Luciano Hang oferece R$ 10 mil por informações que levem ao autor de pichação contra unidade da Havan em Curitiba, reforçando combate a atos de vandalismo.
O empresário Luciano Hang não deixou barato o ataque de vandalismo sofrido pela loja da Havan no bairro Parolin, em Curitiba. Em publicação nas redes sociais na segunda-feira (17), Hang anunciou uma recompensa de R$ 10 mil para quem fornecer informações que levem à identificação do responsável pela pichação que depredou o muro da unidade no domingo (16), por volta das 5h15.

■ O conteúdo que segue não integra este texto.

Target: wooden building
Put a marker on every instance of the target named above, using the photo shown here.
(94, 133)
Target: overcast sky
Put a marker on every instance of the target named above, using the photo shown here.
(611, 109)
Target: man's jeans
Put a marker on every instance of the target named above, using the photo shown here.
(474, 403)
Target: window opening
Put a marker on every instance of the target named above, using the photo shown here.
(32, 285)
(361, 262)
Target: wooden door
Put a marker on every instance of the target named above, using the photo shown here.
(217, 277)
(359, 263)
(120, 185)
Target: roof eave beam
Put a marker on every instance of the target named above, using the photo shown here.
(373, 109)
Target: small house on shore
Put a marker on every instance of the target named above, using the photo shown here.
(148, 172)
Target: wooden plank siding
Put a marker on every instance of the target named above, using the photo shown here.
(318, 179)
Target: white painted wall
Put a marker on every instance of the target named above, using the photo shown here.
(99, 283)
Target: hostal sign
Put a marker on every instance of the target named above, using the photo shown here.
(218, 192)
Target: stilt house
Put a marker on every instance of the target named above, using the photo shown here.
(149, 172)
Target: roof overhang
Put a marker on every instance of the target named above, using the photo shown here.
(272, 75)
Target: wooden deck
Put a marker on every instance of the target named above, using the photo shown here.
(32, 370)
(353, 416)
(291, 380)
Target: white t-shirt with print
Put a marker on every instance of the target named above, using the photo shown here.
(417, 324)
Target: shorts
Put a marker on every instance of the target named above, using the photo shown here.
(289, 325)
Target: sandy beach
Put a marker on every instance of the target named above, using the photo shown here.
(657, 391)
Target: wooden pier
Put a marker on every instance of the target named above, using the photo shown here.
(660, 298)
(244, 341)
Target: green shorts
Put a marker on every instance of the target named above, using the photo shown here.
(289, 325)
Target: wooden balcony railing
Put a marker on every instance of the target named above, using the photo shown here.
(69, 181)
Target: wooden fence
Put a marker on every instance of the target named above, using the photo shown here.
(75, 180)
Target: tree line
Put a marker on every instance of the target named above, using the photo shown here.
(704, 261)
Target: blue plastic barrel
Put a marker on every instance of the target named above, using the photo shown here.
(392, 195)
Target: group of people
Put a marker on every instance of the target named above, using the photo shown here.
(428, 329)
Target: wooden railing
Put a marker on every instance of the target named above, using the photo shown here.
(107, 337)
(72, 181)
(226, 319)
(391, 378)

Imagens captadas pelas câmeras de segurança mostram o momento em que o indivíduo se aproxima, executa a pichação e deixa o local rapidamente. Sem rodeios, Hang divulgou o telefone 0800 517 0051 para que a população colabore com denúncias, sinalizando a intenção firme da empresa em combater esse tipo de agressão ao patrimônio.
Em resposta imediata, a equipe da Havan repintou o muro ainda no domingo, sinalizando resistência e rapidez no enfrentamento ao vandalismo. No vídeo compartilhado, o empresário critica o ato, deixando claro que a política da empresa é firmar combate contínuo contra essas práticas.
Até o momento da publicação, não há registros oficiais da identificação do autor da pichação, o que deixa o caso em aberto e sob pressão pública para que o responsável seja encontrado e responsabilizado, evitando que ações semelhantes se repitam e deturpem a imagem do comércio local.
Hang dá resposta firme ao vandalismo
A iniciativa de pagar uma recompensa evidencia um movimento estratégico para mobilizar a sociedade contra atos de destruição do patrimônio e reforça o posicionamento da Havan diante de uma realidade crescente de agressões simbólicas e físicas a empresas que se posicionam politicamente.
Pressão para identificação e responsabilização
A divulgação das imagens e a recompensa impõem pressão sobre as autoridades para que a investigação avance com celeridade, levando à punição do infrator e coibindo novos ataques. O caso se insere num cenário político e social onde o enfrentamento ao vandalismo ganha contornos de disputa simbólica e institucional.
A ação pública de Hang pode desencadear um efeito dominó, estimulando denúncias e mostrando que o combate a essas agressões não será tolerado, um recado claro ao ambiente político e social de Curitiba.